In the east, the rat stands at the head of the Chinese zodiac: a symbol of spirituality and intelligence. But the West has its own rodent in charge: Mickey, head of the House of Mouse.
Mickey Mouse, who recently celebrated his 90th birthday, has long had a cultural impact on China – and nowhere more so than Shanghai. Ever since the city was opened to the outside world as a trading port in 1843, it has been a cultural hub for all comers. As the West came to the East, Disney wasn’t far behind.
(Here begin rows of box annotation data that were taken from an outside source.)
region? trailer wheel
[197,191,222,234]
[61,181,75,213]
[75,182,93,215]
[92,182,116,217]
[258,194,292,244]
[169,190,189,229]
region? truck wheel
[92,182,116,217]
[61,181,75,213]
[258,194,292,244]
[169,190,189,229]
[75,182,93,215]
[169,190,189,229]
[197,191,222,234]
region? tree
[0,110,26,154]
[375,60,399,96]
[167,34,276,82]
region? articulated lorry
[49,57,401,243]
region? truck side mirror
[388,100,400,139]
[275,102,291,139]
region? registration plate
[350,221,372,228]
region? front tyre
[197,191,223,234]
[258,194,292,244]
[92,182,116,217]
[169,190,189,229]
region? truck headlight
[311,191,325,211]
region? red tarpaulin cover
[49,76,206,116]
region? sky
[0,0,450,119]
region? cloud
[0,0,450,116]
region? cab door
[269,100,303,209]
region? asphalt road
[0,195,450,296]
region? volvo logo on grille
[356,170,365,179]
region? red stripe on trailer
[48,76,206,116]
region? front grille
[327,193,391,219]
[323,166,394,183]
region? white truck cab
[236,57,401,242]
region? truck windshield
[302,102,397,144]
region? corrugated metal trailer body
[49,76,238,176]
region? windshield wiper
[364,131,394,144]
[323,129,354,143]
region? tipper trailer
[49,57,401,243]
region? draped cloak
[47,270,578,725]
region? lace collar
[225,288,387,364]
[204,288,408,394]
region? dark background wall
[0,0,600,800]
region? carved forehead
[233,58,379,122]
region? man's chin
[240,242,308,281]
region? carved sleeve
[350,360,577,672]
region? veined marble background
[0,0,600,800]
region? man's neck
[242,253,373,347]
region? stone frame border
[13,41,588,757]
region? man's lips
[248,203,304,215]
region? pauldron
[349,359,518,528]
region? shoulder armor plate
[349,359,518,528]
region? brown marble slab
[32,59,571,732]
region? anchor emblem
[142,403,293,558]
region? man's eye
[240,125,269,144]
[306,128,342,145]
In January 1932, pictorial magazine The Young Companion, an iconic documenter of the glamour of old Shanghai, published a story headlined ‘Mickey Mouse: America’s Most Famous Star’. The feature was all about the cartoon star and Walt Disney Studios (in one of the illustrations, Mickey and Pluto are reading The Young Companion together). The characters soon became stars in Shanghai, pushing animation to the fore.
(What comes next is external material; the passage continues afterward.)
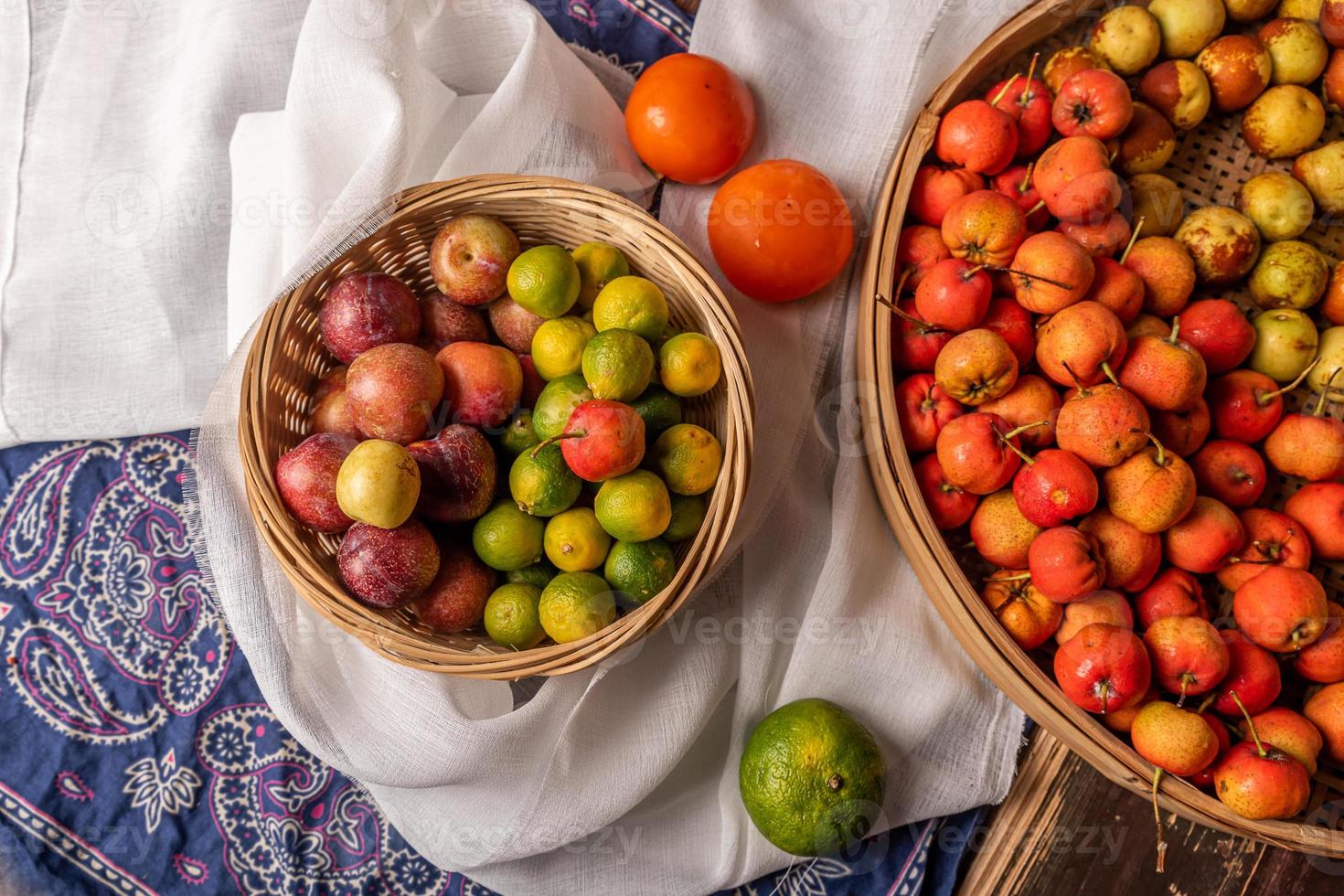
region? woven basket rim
[856,0,1344,857]
[238,175,755,679]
The runaway success of Disney’s Snow White and the Seven Dwarfs in 1937 inspired a 1940 live-action Chinese remake, now sadly lost to time. And a year later saw the debut of China’s first full-length animated movie, Princess Iron Fan, based on Chinese classic Journey to the West – but owing a clear debt to Disney. These productions cultivated a group of outstanding animators and producers in Shanghai, sowing the seeds for the development of China’s own pop culture as it opened the door to the world in the ‘80s and ‘90s.
Disneyland was always a pilgrimage site for Chinese tourists travelling abroad. But in 2016, the Chinese mainland’s first Disneyland Park opened in Shanghai. At the opening ceremony, Mickey appeared in a Chinese costume, a localised version of an evergreen character. In its first year of operation, the park greeted a record 10 million tourists. One of the attractions is the ‘Garden of the Twelve Friends’, which takes its inspiration from the 12 Chinese zodiac animals. Aladdin’s Abu appears as the Monkey; Pluto is the Dog; Mushu of Mulan is the Dragon. As for the Rat – that honour doesn’t go to Mickey, but to Ratatouille’s Remy the cooking rat.
But the cultural transfer isn’t all one-way anymore. In 2018 Chinese-Canadian animator Domee Shi won an Academy Award for her Disney Pixar short film Bao, about a Chinese immigrant mother terrified of her son leaving home. We’re no longer watching Chinese remakes of Snow White; but rather original animation with Chinese characteristics.